South Africa is already helping Mozambique to fight a deadly Islamic State-linked insurgency in its northernmost province, Cabo Delgado, International Relations and Cooperation Minister Naledi Pandor has disclosed.

And it has been talking to Portugal – which already has boots on the ground – about the Southern African Development Community (SADC) collaborating with it in Mozambique.

“We are assisting. But I can’t say much,” Pandor told Daily Maverick in an interview. 

Pandor said Pretoria had been engaging with Portugal, the former colonial power in Mozambique, which was “very active” in Mozambique and already had “soldiers, feet on the ground. They want us to collaborate… they would like SADC to play a key role. 

“And we said, we are ready to, but we must know, a key role in what?” she said, repeating an earlier complaint that the Mozambican government had not yet indicated concretely what it needed. 

“What do they need? You know, do they need helicopters? Do they need, you know, vessels on the sea? Do they need training? It’s a puzzle for us. Why they don’t actually tell us what it is they need.”
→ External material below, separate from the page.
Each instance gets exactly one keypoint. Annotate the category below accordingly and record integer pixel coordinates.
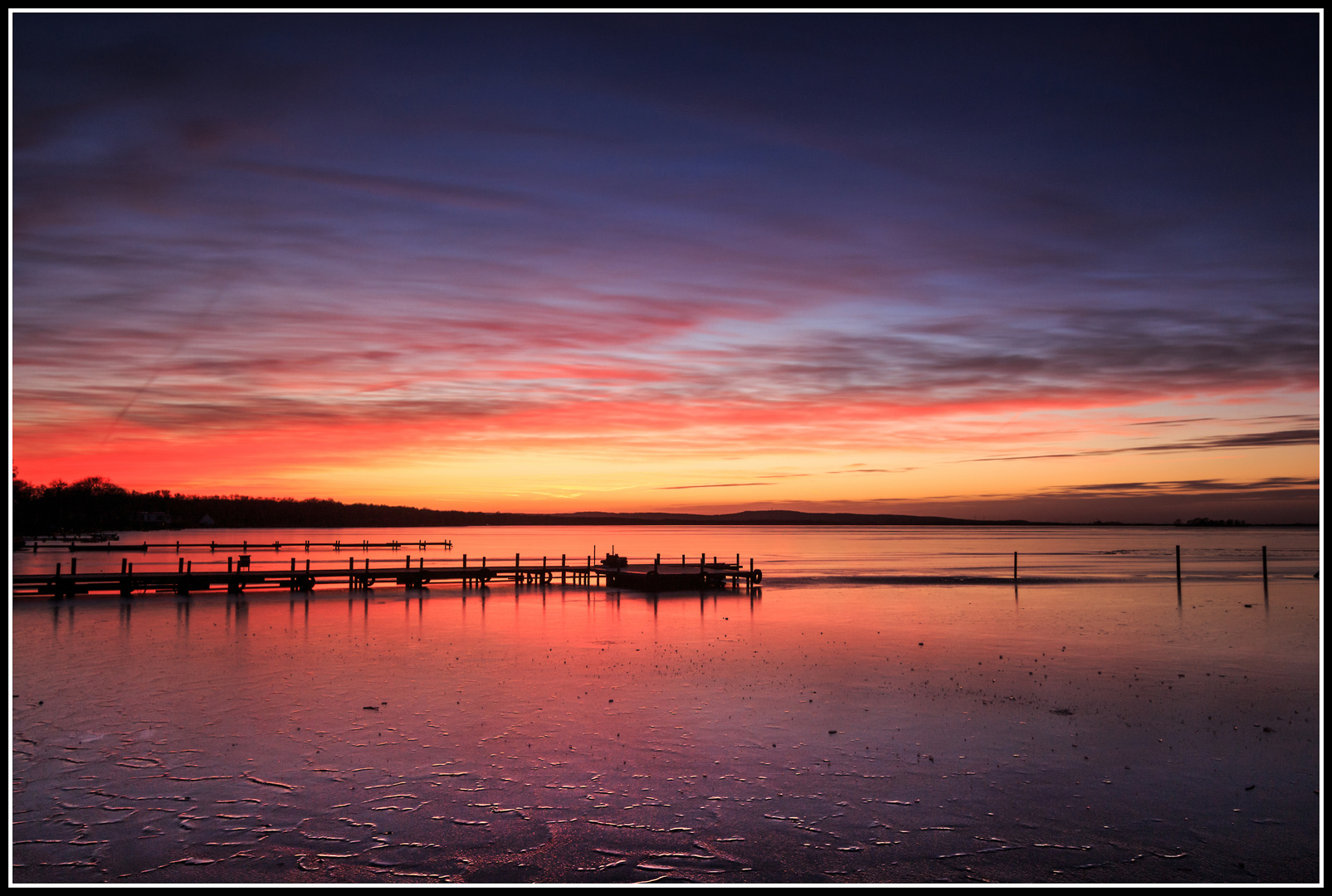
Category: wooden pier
(84, 545)
(614, 572)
But if SADC was asked to intervene, would it have the capacity to do so? Pandor was asked.  

“We’ve got the capacity, South Africa has,” she replied, adding that other SADC countries also had the capacity, citing the fact that Tanzania and Malawi were supplying troops alongside South Africa in the UN Force Intervention Brigade in eastern Democratic Republic of Congo. 

“So we have the capability.”

In a wide-ranging interview, Pandor also threw some light on the bizarre case of South Africa’s then deputy ambassador to Sudan, Zabantu Ngcobo, and her spouse being investigated by Sudan authorities for allegedly plotting to murder the intelligence chief at the SA embassy in Khartoum.

The embassy driver has told Sudan police that Ngcobo’s partner hired him to kill the intelligence chief – because the intelligence officer had threatened to disclose wrongdoing by Ngcobo. The driver also claimed that Ngcobo’s spouse had instructed him to murder two young Sudanese women to show he was capable of murder.

Sudan’s government was reportedly annoyed that Pandor refused to waive diplomatic immunity on the South African couple last year so they could be arrested in Khartoum. Instead, they were brought back to South Africa. 

Pandor said Pretoria was ready to send Ngcobo and her spouse back to Khartoum to testify in the case – only if the evidence warranted it. That would emerge from questioning of the couple by South African police and intelligence services. She said she was not sure why the questioning of the couple had not happened yet and had written to the police and intelligence ministers asking for an explanation of the delay. 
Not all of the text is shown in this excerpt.